All religious zealotry, all demands for privilege, for any religion or for all religions, must be opposed and fought.

Oppose and fight them all!

Sean Matgamna

Comments

Comment viewing options

Select your preferred way to display the comments and click "Save settings" to activate your changes.

Is it only religion?

Is it only religion that we are fighting or all forms of human ignorance? The reason I ask is that the former is a product of the latter, and dare I say it, a symptom of an underlying cause. "I don't want to die", "It's easier", "I just don't know" and "I'll take your word for it", to me are the major factors to most religious genesis'. Thoughts, primeval feelings, the inability or refusal to understand and the all to willing, un-questioning acceptance of others beliefs, ignorance which not only infiltrates in a religious form but in every gap of our personal knowledge. But the problem with knowledge is that we can never know everything, and so ignorance could be here for a long time, if not for as long as the human species exists. Fighting religion as religion will not stop the next generation feeling alone and stupid, and the cycle will continue, be it religions, cults, nationalists, racists, capitalism.

If we should focus our energies it must be directed at this next generation. If we should try to take back any aspect of our societies it has to be the educational system. It is the beacon of truth and that alone which has the potential to change society. It is the first real (and sustainable?) oppertuntiy society has to influence an individual and pass on the baton of social knowledge. If we should impose any beliefs upon our children it must be that truth is the only idea which is not a product of man, truth is God, and truth alone must be worshiped above all else. Of course, passing on the "right" social knowledge presupposes a "right" society, or atleast a society controlled by the "right"(RIGHT as in correct not right wing). Gaining control of the system legitamitly and wholey would be near impossible while other more powerful ideals dominate and manipulate the syllabus. We have not got a "right" society and the chances of our goverment reliquishing control to the minority of free thinkers are slim to none, which leaves one other option.

Is the truth worth fighting for? Is the truth worth dying for? Is the truth worth killing for?

the growth of the religious right

It is right to highlight the growth of a new-styled religious radicalism developing in society. As the official churches empty, newer evangelical churches sprought in number and influence.
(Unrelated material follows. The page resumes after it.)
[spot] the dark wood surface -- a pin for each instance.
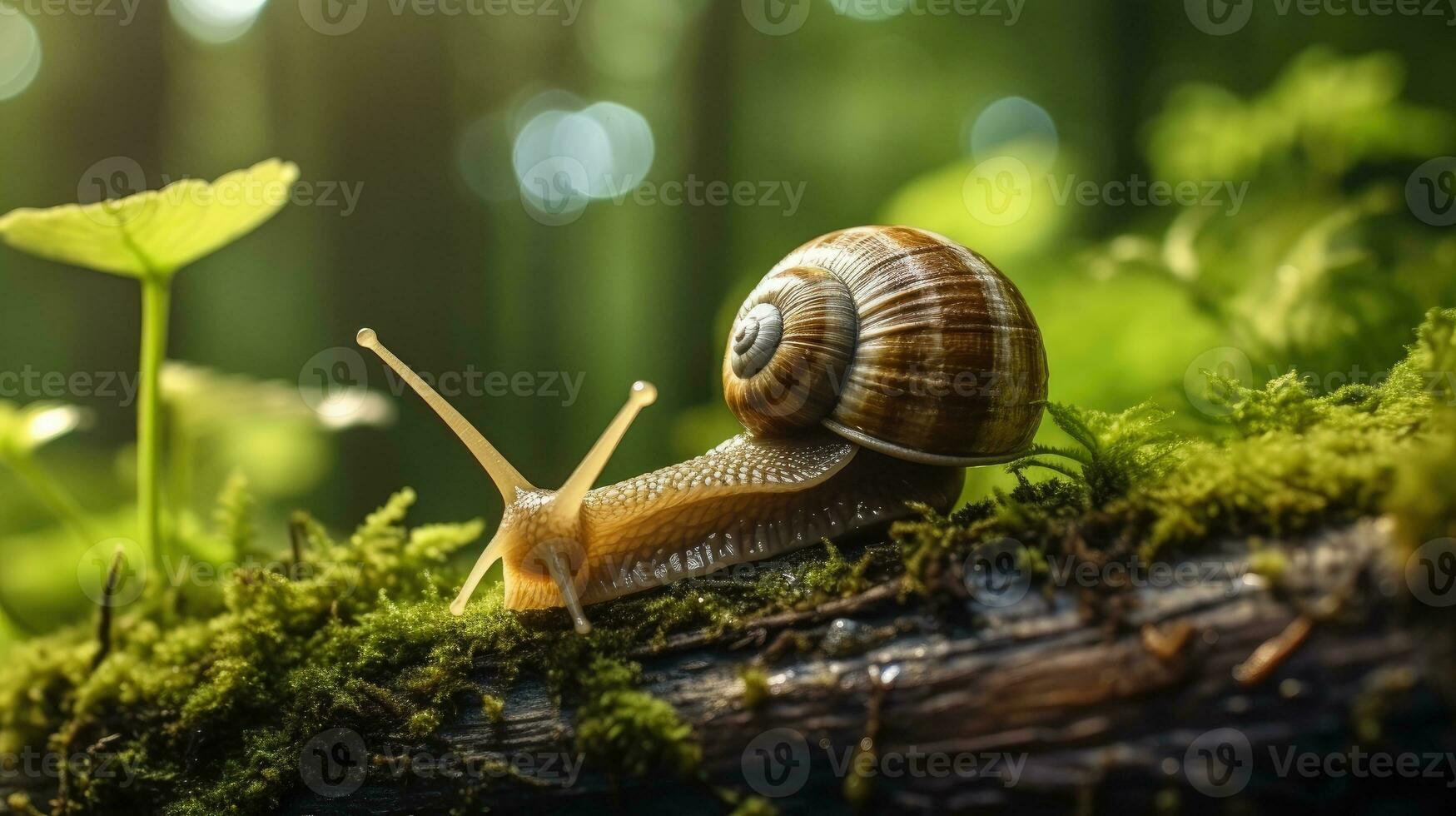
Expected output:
(1096, 711)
It would seem to me that just as the official churches have been influenced in the past by social movements of the left, so in a time were the pendulum has gone the other way, you have instances such as Glastonbury.
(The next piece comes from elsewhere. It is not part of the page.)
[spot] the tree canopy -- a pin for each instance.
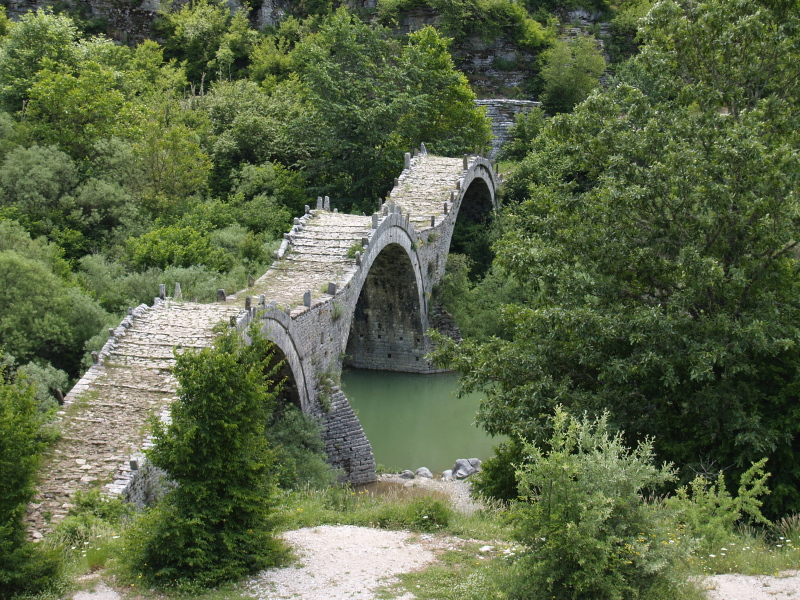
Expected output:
(657, 242)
The tendancy to authoritarianism across religious groups and the increased in pushing a chillingly similar social programme (anti-gay, anti-equality, pro-blasphemy law) certainly shouldn't be ignored. When they start to organising politically along pan-faith lines is when we should really get worried.

However it would seem as if their ideas are on the periphery and not in tune (generally) with the prevailing consumerism of modern capitalism and unlikely to receive any mass support. How to opose and fight them would seem to be the important question.